Si en Occidente la belleza se vincula a la luz, a lo iluminado, a esa limpieza que produce destellos y ofrece una claridad apabullante y abierta, en Oriente la belleza se encuentra en la oscuridad, en la sombra, en el juego de claroscuros, en el misterio que parece albergar ese cobijo, esa elegancia que pierde, al desnudarse, la vida occidental. La belleza como eso que no siempre puede alcanzarse, ni siquiera distinguirse con facilidad, como aquello que se mantiene alejado, sumido en su limbo de atracción; eso que se crea conforme se proyectan sombras y reflejos. Supongo que no conviene perder de vista que el ensayo fue escrito en 1933, no sé si hoy se hubiera escrito esto mismo. Sea como sea, resulta curioso notar los dos niveles de lectura que pueden apreciarse. Luz y sombra como Occidente y Oriente, pero quizá también como la sombra de Occidente sobre Oriente y su (a veces "mala") influencia, su imposición de maneras más prácticas o desnaturalizadas en comparación con ese otro mundo que idealiza todo un arsenal de puestas en escena y de símbolos y formas que quieren resistirse al arrastre límpido de Occidente, y que, en último término, aunque se vean arrastradas, no pueden desligarse del todo de esa mancha, de ese reflejo oscuro que llevan impreso y del que no pueden escapar (y tampoco hace falta).
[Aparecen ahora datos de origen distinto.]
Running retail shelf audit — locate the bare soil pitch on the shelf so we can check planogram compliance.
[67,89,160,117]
Ese nivel de concreción que desciende hasta los detalles y dibujos más palpables y esa otra estructura que abarca el bloque y lleva consigo el flujo de la marea como un todo imparable.
Tampoco creo que la comparación sea una confrontación, sino más bien una pregunta, un interrogarse acerca de eso que está tan cerca y se viene encima.
Aunque quizá por las expectativas previas me esperaba algo más ambicioso y abierto, probablemente sea una buena forma de tomar contacto especialmente con la cultura japonesa y salir un poco de esta iluminación ciega y todo eso.